From: Martin KaFai Lau <martin.lau@linux.dev>
To: bpf@vger.kernel.org
Cc: Alexei Starovoitov <ast@kernel.org>,
Andrii Nakryiko <andrii@kernel.org>,
Daniel Borkmann <daniel@iogearbox.net>,
kernel-team@meta.com, Namhyung Kim <namhyung@kernel.org>
Subject: [PATCH bpf-next 12/16] bpf: Use bpf_mem_cache_alloc/free in bpf_selem_alloc/free
Date: Mon, 6 Mar 2023 00:42:12 -0800 [thread overview]
Message-ID: <20230306084216.3186830-13-martin.lau@linux.dev> (raw)
In-Reply-To: <20230306084216.3186830-1-martin.lau@linux.dev>
From: Martin KaFai Lau <martin.lau@kernel.org>
This patch uses bpf_mem_cache_alloc/free in bpf_selem_alloc/free.
The ____cacheline_aligned attribute is no longer needed
in 'struct bpf_local_storage_elem'. bpf_mem_cache_alloc will
have 'struct llist_node' in front of the 'struct bpf_local_storage_elem'.
It will use the 8bytes hole in the bpf_local_storage_elem.
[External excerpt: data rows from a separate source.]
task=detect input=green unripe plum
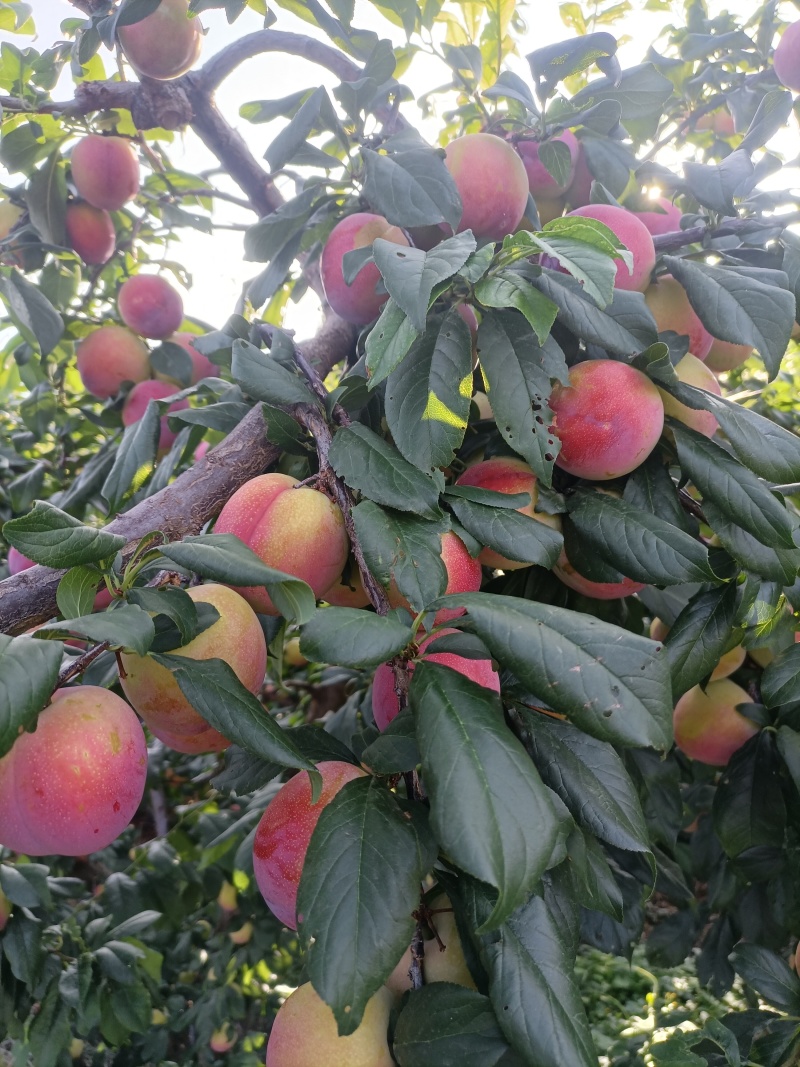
[372,630,500,730]
[658,352,722,437]
[65,201,116,265]
[455,456,561,571]
[772,19,800,93]
[388,530,483,625]
[635,196,684,237]
[570,204,656,292]
[705,337,753,375]
[672,678,758,767]
[516,130,580,198]
[119,585,267,753]
[253,760,365,929]
[445,133,528,241]
[123,380,189,451]
[0,685,147,856]
[320,211,409,325]
[644,274,714,360]
[267,982,395,1067]
[553,548,644,600]
[76,324,150,400]
[69,133,139,211]
[550,360,663,481]
[116,0,203,81]
[116,274,183,340]
[214,474,350,615]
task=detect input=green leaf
[478,312,567,485]
[365,298,417,388]
[711,730,786,859]
[372,232,477,332]
[36,604,156,656]
[101,400,161,511]
[230,339,317,407]
[670,419,795,548]
[0,634,63,758]
[362,148,463,229]
[569,490,720,586]
[730,941,800,1016]
[327,423,448,520]
[665,256,796,380]
[0,270,64,355]
[762,644,800,707]
[353,500,447,611]
[445,487,564,570]
[300,607,414,668]
[409,662,559,930]
[25,150,66,245]
[432,593,673,750]
[663,584,741,700]
[521,710,651,854]
[391,982,509,1067]
[385,308,473,472]
[153,655,314,770]
[159,534,317,623]
[298,777,435,1036]
[55,567,100,619]
[475,267,558,345]
[3,500,126,568]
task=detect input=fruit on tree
[644,274,714,360]
[117,0,203,81]
[166,333,220,385]
[705,337,753,375]
[455,456,561,571]
[267,982,395,1067]
[69,133,139,211]
[320,211,409,325]
[123,380,189,451]
[388,530,483,625]
[0,685,147,856]
[658,352,722,437]
[445,133,528,241]
[9,546,36,574]
[65,201,116,265]
[550,360,663,481]
[117,274,183,340]
[516,130,580,198]
[214,474,350,615]
[672,678,758,767]
[635,196,684,237]
[253,760,365,926]
[76,324,150,400]
[570,204,656,292]
[553,548,644,600]
[650,619,747,682]
[372,630,500,730]
[119,585,267,753]
[772,19,800,93]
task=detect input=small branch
[57,641,111,689]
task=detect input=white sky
[0,0,797,336]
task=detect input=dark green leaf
[437,593,673,749]
[385,308,473,471]
[298,777,435,1035]
[327,423,441,520]
[353,500,447,611]
[3,500,125,568]
[391,982,509,1067]
[409,662,559,929]
[300,607,414,668]
[153,655,314,770]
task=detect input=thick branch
[0,316,354,634]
After bpf_mem_cache_alloc(), the SDATA(selem)->data is zero-ed because
bpf_mem_cache_alloc() could return a reused selem. It is to keep
the existing bpf_map_kzalloc() behavior. Only SDATA(selem)->data
is zero-ed. SDATA(selem)->data is the visible part to the bpf prog.
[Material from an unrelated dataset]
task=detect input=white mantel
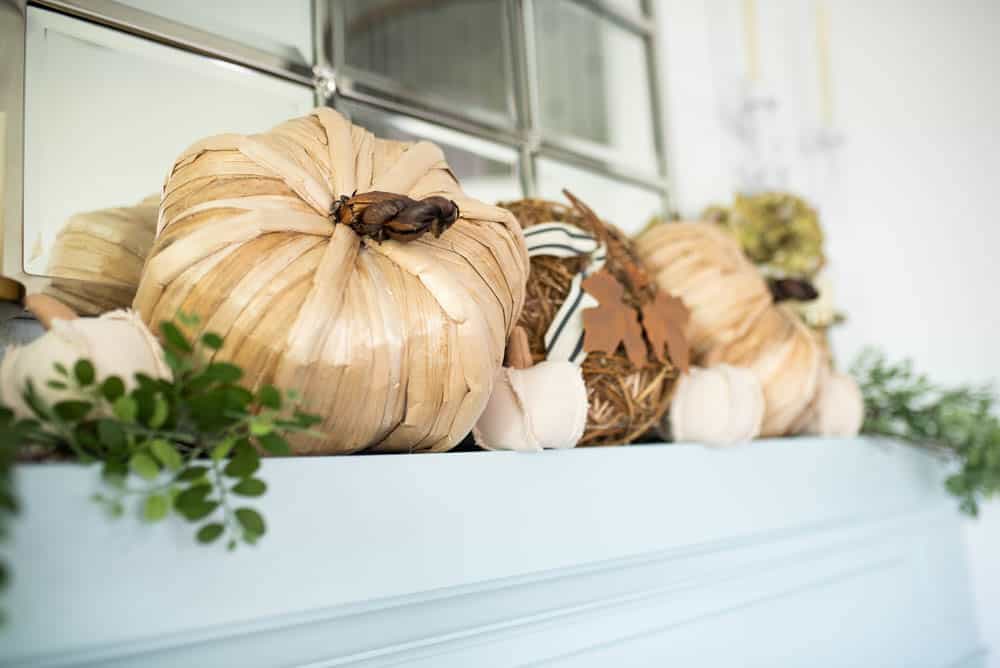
[0,439,983,668]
No need to use zero_map_value() to do the zeroing because
bpf_selem_free() ensures no bpf prog is using the selem before
returning the selem through bpf_mem_cache_free(). For the internal
fields of selem, they will be initialized when linking to the
new smap and the new local_storage.
When bpf_mem_cache_alloc() fails, bpf_selem_alloc() will try to
fallback to kzalloc only if the caller has GFP_KERNEL flag set (ie. from
sleepable bpf prog that should not cause deadlock). BPF_MA_SIZE
and BPF_MA_PTR macro are added for that.
For the common selem free path where the selem is freed when its owner
is also being freed, reuse_now == true and selem can be reused
immediately. bpf_selem_free() uses bpf_mem_cache_free() where
selem will be considered for immediate reuse.
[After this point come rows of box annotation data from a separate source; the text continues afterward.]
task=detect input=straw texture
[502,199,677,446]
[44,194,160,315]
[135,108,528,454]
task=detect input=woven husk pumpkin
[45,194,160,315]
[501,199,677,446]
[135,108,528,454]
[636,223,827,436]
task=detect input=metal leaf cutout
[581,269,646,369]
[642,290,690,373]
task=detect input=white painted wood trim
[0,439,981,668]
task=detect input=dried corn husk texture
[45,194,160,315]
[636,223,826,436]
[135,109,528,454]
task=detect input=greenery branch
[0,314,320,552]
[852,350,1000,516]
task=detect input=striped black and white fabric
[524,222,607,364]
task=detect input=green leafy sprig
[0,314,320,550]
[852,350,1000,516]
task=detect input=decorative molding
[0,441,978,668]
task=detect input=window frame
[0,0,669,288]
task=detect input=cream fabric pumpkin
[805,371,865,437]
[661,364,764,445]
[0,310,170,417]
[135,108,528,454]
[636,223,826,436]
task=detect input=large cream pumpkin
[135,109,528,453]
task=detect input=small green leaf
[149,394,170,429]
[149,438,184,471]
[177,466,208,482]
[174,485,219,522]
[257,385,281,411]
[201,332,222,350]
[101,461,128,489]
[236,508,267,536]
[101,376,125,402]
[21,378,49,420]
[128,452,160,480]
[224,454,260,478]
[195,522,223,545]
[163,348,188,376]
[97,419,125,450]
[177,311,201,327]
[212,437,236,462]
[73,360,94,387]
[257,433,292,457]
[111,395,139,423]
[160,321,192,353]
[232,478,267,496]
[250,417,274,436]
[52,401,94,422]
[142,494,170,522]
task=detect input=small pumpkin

For the uncommon path that the bpf prog explicitly deletes the selem (by
using the helper bpf_*_storage_delete), the selem cannot be reused
immediately. reuse_now == false and bpf_selem_free() will stay with
the current call_rcu_tasks_trace. BPF_MA_NODE macro is added to get
the correct address for the kfree.
mem_charge and mem_uncharge are changed to use the BPF_MA_SIZE
macro. It will have a temporarily over-charge for the
bpf_local_storage_alloc() because bpf_local_storage is not
moved to bpf_mem_cache_alloc in this patch but it will be done
in the next patch.
Cc: Namhyung Kim <namhyung@kernel.org>
Signed-off-by: Martin KaFai Lau <martin.lau@kernel.org>
---
include/linux/bpf_local_storage.h | 8 ++---
include/linux/bpf_mem_alloc.h | 5 +++
kernel/bpf/bpf_local_storage.c | 56 +++++++++++++++++++++++++------
3 files changed, 53 insertions(+), 16 deletions(-)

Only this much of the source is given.